From a prompt to a deployed site you own.
Install one skill. Claude Code becomes a website team: gated stages you review, every decision written to your repo.
$ npx skills add presso/presso --skill website-builder this page was built from these files.
You need a proper site. Every other option makes you give something up.
Generic-looking pages, and the intent evaporates the moment the chat ends. The next change starts from zero.
Wix, Squarespace, Framer: a templated look, and they own your stack. You build on rented ground.
Agency-grade work, agency-grade bill: thousands of dollars and weeks of calendar time.
A pipeline with gates, not a one-shot generation.

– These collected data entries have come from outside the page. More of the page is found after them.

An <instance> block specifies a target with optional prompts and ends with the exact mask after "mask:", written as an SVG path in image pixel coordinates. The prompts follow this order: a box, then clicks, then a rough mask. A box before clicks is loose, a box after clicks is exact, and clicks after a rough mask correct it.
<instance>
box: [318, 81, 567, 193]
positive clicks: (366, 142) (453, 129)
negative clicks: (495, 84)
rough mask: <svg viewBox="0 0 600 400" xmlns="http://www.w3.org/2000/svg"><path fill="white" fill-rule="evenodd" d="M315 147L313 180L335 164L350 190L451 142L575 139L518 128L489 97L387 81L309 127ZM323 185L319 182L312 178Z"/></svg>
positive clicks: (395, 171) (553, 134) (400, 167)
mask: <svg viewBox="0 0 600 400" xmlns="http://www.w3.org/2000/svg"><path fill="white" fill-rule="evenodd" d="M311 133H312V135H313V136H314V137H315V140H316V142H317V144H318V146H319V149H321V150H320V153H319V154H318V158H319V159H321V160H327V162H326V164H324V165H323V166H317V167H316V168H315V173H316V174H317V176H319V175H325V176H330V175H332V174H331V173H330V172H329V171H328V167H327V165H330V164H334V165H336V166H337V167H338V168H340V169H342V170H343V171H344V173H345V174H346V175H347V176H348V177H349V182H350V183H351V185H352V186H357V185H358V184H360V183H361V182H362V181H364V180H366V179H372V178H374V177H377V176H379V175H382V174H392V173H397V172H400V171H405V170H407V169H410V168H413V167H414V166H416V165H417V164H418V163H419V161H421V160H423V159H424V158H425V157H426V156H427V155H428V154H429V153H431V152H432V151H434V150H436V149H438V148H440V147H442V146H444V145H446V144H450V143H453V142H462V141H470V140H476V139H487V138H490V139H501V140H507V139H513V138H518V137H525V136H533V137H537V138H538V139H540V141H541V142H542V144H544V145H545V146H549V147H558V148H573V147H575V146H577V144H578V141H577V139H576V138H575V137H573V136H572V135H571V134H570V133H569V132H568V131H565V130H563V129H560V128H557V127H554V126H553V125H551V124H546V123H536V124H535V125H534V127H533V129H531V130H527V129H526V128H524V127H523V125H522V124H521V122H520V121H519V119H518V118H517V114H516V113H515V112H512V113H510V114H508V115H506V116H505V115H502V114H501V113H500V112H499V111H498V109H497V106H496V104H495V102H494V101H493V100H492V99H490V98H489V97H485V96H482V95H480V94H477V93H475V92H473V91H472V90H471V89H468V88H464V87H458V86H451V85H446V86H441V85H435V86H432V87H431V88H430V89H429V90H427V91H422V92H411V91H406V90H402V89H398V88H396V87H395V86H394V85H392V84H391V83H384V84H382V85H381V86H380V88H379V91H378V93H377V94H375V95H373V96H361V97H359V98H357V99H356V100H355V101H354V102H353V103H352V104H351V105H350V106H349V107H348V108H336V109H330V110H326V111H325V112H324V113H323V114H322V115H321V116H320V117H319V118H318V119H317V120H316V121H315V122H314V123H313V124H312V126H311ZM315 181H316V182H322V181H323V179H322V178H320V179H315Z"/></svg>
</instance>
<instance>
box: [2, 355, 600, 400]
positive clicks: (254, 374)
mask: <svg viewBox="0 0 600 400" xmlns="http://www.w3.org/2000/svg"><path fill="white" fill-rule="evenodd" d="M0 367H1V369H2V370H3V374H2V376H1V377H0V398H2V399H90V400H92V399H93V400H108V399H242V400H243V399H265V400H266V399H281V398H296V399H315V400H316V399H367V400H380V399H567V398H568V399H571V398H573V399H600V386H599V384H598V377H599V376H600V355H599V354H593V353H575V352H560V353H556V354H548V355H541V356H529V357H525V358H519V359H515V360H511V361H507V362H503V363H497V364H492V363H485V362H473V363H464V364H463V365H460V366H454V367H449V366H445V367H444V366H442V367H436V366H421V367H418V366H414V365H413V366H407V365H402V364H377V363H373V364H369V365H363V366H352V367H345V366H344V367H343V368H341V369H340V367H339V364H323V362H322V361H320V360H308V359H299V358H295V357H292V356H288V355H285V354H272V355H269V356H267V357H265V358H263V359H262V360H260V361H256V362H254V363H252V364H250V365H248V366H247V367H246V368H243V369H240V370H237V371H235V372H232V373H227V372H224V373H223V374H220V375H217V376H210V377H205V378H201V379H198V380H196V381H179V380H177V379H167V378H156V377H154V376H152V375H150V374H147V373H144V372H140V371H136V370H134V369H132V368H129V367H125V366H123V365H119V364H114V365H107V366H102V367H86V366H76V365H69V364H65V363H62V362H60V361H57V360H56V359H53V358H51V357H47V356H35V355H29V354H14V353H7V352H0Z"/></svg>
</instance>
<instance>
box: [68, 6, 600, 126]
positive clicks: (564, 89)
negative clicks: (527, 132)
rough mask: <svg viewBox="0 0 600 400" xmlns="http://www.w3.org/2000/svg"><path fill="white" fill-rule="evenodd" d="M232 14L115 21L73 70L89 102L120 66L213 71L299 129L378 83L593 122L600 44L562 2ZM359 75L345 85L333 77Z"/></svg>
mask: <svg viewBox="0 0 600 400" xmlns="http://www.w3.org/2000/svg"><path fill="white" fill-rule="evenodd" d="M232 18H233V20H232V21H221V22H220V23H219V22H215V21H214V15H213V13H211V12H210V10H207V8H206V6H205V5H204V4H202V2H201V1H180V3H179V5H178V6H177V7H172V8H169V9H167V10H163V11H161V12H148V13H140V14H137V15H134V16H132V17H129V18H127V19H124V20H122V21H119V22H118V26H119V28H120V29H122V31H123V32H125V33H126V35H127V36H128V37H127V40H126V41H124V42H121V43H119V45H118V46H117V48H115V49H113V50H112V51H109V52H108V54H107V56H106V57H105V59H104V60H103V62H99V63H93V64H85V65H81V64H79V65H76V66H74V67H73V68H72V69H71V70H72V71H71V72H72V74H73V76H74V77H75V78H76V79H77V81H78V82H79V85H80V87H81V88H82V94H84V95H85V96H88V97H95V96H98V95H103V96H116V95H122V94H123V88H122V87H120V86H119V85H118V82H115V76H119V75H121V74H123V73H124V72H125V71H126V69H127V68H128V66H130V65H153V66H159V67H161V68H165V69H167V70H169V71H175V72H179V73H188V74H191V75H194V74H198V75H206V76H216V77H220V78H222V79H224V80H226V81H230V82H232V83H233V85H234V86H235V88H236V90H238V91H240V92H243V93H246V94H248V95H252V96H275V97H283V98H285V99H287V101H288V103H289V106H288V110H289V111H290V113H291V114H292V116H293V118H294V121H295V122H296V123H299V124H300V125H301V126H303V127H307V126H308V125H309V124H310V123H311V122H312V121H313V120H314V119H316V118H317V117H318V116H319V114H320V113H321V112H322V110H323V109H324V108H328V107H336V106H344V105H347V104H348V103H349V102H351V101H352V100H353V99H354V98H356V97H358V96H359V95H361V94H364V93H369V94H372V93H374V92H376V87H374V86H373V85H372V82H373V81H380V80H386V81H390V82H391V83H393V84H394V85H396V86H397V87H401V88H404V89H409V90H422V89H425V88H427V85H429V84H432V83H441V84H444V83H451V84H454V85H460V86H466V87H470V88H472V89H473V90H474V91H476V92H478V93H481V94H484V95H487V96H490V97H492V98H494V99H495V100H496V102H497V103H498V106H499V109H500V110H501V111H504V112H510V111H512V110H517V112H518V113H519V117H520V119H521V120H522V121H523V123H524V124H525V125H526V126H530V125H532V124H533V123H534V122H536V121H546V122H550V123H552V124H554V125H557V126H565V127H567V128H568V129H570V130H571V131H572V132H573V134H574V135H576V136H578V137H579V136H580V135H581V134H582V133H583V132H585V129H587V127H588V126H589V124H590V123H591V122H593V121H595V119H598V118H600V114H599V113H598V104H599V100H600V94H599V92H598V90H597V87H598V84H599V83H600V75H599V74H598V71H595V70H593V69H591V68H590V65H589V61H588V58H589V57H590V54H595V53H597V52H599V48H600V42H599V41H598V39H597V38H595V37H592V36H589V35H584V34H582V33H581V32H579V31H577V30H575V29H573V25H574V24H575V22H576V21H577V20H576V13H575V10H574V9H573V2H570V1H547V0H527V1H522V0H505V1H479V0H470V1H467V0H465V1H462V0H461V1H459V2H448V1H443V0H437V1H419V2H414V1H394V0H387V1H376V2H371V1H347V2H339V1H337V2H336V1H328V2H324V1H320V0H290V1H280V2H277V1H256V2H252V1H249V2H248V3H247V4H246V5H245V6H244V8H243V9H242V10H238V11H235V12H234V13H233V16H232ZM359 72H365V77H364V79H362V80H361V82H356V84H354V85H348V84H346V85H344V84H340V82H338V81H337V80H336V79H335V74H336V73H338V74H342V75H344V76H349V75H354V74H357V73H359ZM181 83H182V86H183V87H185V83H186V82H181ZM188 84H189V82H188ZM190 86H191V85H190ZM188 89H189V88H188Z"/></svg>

Strategy before design. Design before code. QA before deploy, and you approve every deploy yourself. Each stage reads what came before and writes one file your repo keeps.
- 01 discovery
truth about the product and who it’s for
writes: docs/discovery.md
- 02 brief
the plan for this site: pages, value, the one action
writes: docs/website/brief.md
- 03 design
every color and font, named. You pick the direction.
writes: docs/website/design.md
- 04 voice
how the brand sounds, everywhere
writes: docs/voice.md
- 05 build
mobile-first, built against the specs above
writes: an Astro + Tailwind site in your repo
- 06 qa
bugs and spec compliance. Nothing ships until it’s clean.
writes: a gate, not a file
- 07 deploy
only on your explicit go-ahead. The gate you hold.
writes: docs/website/deploy.md
Intent lives on disk, not in a chat.
Discovery, brief, design, and voice are plain files in your repo, plus a decision log that records why each call was made. A new session, a new developer, or a future workflow picks up exactly where things stand.
This page is the proof.
This site was built by the product it describes. The record on the right is the decision that reshaped the page you’re reading; the rest of the system of record sits next to it in the repo.
Read docs/ in the repo →Astro, Tailwind, Cloudflare. Boring on purpose.
Your code, your repo, no lock-in. Hand it to any developer; there’s no proprietary builder to explain.
The last gate is you.
Presso never ships on its own. QA runs first; the deploy waits for your explicit go-ahead. Until then, everything sits in your repo as files you can read and edit.